At the moment, the cost of entry to play Axie Infinity is quite high, such that some people are leasing out their characters (you need to ‘own’ three to play), but coming from the world of investments isn’t this just like renting a seat on a Futures exchange? And here comes the existential thought; as a fund manager, people wanting to achieve a return on their capital go via an intermediary and give me virtual coins which I use to play in a virtual universe of security price movements against other money managers. Other managers do similar things with Commodities or currencies. At some point the clients ask for their virtual coins back in exchange for IRL currency to pay their bills. It’s a different skill set, but why only back someone who makes money in cyber space playing the markets? Why not back anyone able to make money in these new ‘economies?’ In essence, what is the difference between betting on futures and slaying imaginary dragons? It’s an uncomfortable question, particularly for ‘Masters of the Universe’ types trading esoteric bond markets, but why not invest in a Filipino teenager playing Axie Infinity, if his knowledge and skillset give him a money making edge? What really is the difference, apart from (at the moment) scale?

Is a player making money playing video games that different from one making money betting on markets?

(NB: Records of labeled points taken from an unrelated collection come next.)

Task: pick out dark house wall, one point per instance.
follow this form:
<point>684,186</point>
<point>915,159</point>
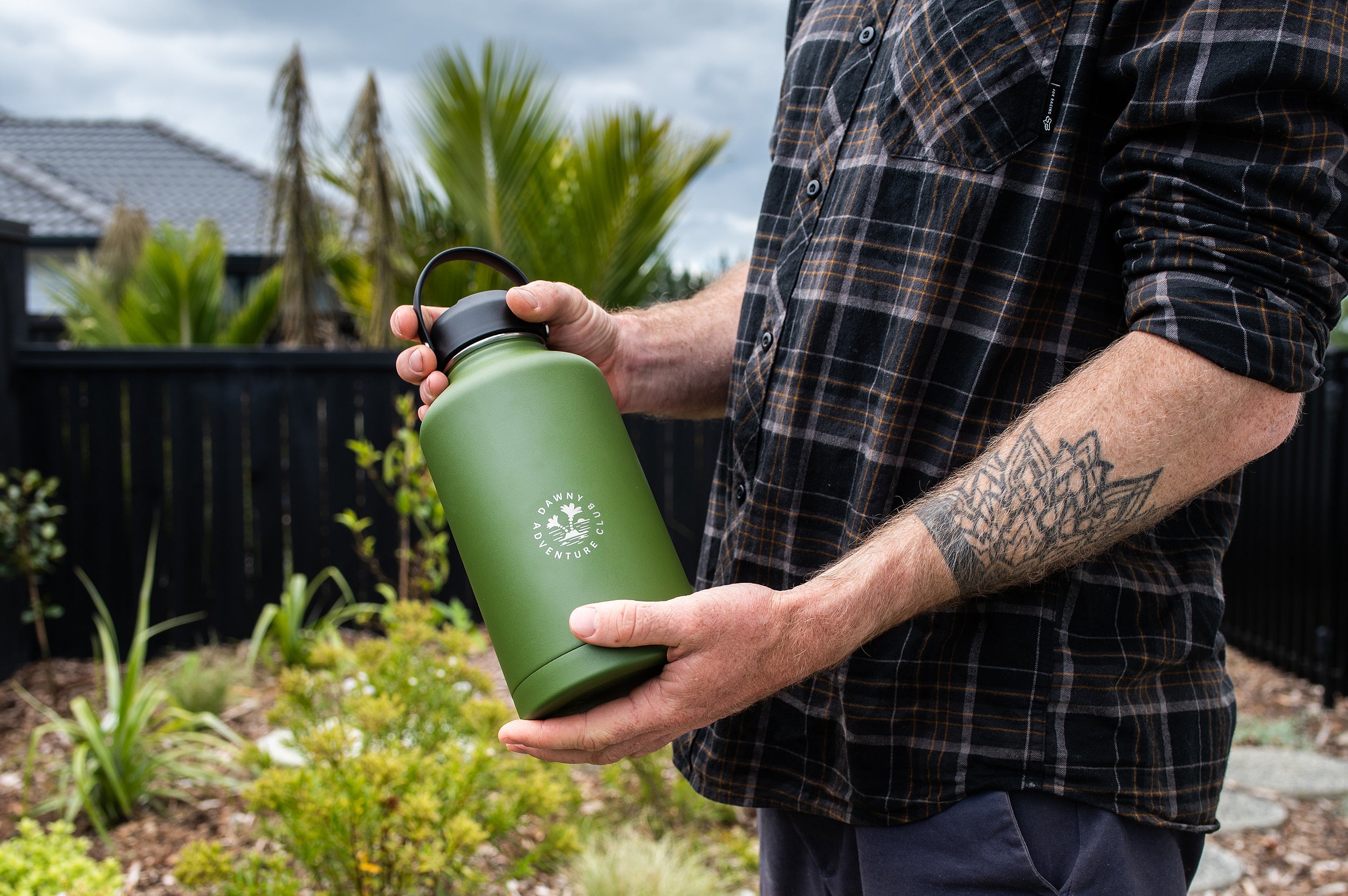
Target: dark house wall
<point>14,238</point>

But this is a huge (and rapidly evolving) subject, so best to start simple, which is with the concept of Tokens, or to be precise, Non Fungible Tokens, known as NFTs and the distributable ledger that is known as the Blockchain. The latter is reasonably well known as a concept and has largely been caught up with discussions about Crypto Currencies that, frankly, tend to lead to eye rolling and drifting off of attention for any but the most dedicated of audiences. It is however, the ledger that guarantees ownership rights and ultimately removes the frictions and expense of both holding and transacting in assets. The concept of NFTs, which give ownership rights over virtual assets is newer and more exciting, for they directly challenge the IRL world of financial assets, which to all intents and purposes are virtual (they are accounting items) but which are cumbersome and expensive to maintain and transact. This of course is a feature not a bug as far as Financial Industry insiders are concerned, but as far as we can see that ship is heading rapidly for the rocks.

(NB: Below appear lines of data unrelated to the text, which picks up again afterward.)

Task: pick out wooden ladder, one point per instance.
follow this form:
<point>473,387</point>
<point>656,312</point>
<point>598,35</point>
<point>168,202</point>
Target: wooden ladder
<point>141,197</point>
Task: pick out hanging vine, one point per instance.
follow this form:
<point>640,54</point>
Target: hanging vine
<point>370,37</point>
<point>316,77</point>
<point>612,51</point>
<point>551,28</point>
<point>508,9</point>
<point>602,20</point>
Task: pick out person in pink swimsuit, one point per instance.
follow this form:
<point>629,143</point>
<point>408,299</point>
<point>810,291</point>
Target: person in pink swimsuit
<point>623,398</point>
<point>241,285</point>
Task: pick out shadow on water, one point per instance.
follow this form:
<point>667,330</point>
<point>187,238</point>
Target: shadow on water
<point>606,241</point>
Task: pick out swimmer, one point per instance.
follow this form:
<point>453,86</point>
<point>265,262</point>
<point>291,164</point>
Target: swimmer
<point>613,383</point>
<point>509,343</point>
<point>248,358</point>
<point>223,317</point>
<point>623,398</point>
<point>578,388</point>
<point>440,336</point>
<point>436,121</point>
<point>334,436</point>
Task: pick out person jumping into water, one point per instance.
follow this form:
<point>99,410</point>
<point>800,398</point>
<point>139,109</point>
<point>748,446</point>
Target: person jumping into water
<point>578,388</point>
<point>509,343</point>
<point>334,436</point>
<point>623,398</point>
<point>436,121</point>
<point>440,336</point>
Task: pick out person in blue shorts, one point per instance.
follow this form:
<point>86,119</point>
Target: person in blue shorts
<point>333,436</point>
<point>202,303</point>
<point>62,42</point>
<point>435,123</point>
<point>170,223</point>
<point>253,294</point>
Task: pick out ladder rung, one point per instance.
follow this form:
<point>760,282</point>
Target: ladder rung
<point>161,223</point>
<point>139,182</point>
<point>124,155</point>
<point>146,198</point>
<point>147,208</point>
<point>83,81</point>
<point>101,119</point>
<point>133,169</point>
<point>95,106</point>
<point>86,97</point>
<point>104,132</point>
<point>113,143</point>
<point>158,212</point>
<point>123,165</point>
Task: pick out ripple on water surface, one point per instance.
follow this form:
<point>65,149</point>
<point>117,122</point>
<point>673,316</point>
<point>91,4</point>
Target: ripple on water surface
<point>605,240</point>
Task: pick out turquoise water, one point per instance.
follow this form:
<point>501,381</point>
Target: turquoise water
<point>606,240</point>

Perhaps ironically, it looks likely that the Central Banks, with their ambitions for Central Bank Digital Coins (CBDCs), which for many of them are about ‘control’, may be building the ecosystem through which stable coins can operate and in doing so bypass not only a lot of those control systems but also the whole, traditional, transaction based financial sector. (But that’s for another day. We said it was a huge subject!)

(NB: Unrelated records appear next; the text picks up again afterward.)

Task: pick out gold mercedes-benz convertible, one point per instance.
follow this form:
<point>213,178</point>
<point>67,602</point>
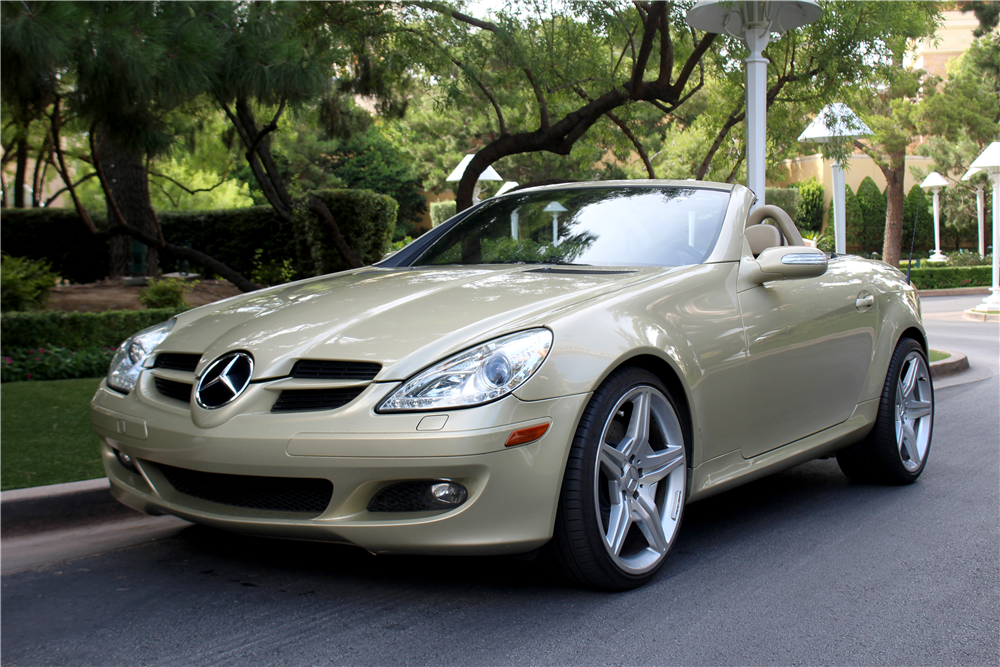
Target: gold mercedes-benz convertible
<point>560,368</point>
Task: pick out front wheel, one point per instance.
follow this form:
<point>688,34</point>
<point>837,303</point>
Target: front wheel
<point>895,452</point>
<point>625,485</point>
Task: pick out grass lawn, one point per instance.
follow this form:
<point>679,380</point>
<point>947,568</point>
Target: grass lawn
<point>46,434</point>
<point>938,356</point>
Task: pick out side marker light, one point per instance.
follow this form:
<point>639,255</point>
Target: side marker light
<point>523,435</point>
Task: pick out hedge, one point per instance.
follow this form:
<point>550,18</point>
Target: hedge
<point>234,236</point>
<point>951,276</point>
<point>77,330</point>
<point>365,218</point>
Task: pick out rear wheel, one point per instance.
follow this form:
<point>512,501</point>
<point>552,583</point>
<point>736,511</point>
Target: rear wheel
<point>625,485</point>
<point>895,452</point>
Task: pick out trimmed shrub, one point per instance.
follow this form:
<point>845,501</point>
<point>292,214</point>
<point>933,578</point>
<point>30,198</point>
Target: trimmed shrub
<point>811,209</point>
<point>25,283</point>
<point>869,233</point>
<point>949,277</point>
<point>59,237</point>
<point>77,330</point>
<point>788,199</point>
<point>365,218</point>
<point>167,293</point>
<point>442,210</point>
<point>53,363</point>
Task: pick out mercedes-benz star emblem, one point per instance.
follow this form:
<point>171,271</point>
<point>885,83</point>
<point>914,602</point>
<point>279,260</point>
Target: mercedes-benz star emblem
<point>226,378</point>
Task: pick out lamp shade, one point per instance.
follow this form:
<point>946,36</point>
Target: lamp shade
<point>734,18</point>
<point>835,121</point>
<point>489,174</point>
<point>934,180</point>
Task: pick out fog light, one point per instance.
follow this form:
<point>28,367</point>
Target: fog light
<point>126,461</point>
<point>447,494</point>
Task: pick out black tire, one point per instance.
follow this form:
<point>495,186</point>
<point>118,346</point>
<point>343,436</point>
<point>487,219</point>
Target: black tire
<point>896,449</point>
<point>598,542</point>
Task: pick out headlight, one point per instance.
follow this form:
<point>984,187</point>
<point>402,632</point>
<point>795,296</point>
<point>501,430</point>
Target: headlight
<point>473,377</point>
<point>125,367</point>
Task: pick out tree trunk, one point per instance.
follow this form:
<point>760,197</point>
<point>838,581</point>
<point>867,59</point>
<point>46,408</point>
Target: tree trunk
<point>895,196</point>
<point>21,174</point>
<point>129,184</point>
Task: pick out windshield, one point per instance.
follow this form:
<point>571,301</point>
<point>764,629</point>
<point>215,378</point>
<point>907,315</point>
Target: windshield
<point>601,226</point>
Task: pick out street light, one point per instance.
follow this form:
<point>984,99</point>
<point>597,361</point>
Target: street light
<point>980,209</point>
<point>935,182</point>
<point>989,162</point>
<point>837,124</point>
<point>489,174</point>
<point>752,23</point>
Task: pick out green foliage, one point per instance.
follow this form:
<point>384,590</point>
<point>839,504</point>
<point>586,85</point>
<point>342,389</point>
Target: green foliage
<point>366,219</point>
<point>76,330</point>
<point>53,363</point>
<point>950,277</point>
<point>968,259</point>
<point>273,272</point>
<point>166,293</point>
<point>25,283</point>
<point>812,208</point>
<point>59,237</point>
<point>442,210</point>
<point>48,438</point>
<point>787,199</point>
<point>868,232</point>
<point>917,207</point>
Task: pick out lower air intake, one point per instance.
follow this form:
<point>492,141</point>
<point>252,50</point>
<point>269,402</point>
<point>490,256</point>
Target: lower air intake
<point>307,496</point>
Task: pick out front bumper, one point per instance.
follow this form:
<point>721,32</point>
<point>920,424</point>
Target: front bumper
<point>513,491</point>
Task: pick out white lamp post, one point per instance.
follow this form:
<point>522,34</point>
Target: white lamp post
<point>489,174</point>
<point>753,23</point>
<point>836,123</point>
<point>935,182</point>
<point>989,161</point>
<point>980,210</point>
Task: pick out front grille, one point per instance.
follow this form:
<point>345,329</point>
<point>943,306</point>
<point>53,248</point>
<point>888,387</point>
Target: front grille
<point>301,400</point>
<point>589,272</point>
<point>308,496</point>
<point>173,389</point>
<point>402,497</point>
<point>176,361</point>
<point>334,370</point>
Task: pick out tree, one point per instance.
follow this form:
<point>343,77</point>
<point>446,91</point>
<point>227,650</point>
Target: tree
<point>868,229</point>
<point>574,72</point>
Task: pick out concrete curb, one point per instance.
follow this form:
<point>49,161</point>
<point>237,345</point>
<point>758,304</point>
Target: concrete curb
<point>953,365</point>
<point>955,291</point>
<point>46,507</point>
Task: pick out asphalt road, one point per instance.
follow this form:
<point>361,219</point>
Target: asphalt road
<point>802,567</point>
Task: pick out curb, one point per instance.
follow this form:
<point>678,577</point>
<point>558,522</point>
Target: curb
<point>953,365</point>
<point>955,291</point>
<point>46,507</point>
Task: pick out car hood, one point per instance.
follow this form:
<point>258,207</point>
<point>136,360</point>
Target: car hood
<point>403,319</point>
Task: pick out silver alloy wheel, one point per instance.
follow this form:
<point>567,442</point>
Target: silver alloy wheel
<point>640,479</point>
<point>914,411</point>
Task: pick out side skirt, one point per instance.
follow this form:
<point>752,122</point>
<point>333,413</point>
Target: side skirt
<point>729,470</point>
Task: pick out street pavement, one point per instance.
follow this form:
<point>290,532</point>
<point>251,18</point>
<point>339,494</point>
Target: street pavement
<point>802,567</point>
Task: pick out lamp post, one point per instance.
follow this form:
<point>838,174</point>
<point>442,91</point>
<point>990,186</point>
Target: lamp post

We are not here to criticise Crypto, rather to put it to one side as it is a distraction, focusing as it does on speculative capital gains (in the manner of Gold) rather than focusing on the rapidly developing world alongside it that is about transactions and economic activity on the blockchain, not about speculation. When I go from IRL into the online world, I want a safe and secure unit of exchange in order to transact (at minimum cost) and I want the exchange rate back into IRL money to be the same as when I went in. The idea that because I bought BitCoin or Ethereum to use as an operating system of sorts that I would be also expecting the transaction currency to have gone up in the meantime is ill-founded. I want a stable coin. This is, in our view, going to be the thing that unlocks the whole MetaVerse, remove the frictions and the risk of participation and the volumes will explode and with it not only the opportunities, but also the threats to existing transactional based businesses.

To repeat, we are coming from a very low level of knowledge here, so are not claiming expertise, but what we do knw is it’s going to be a heck of a ride!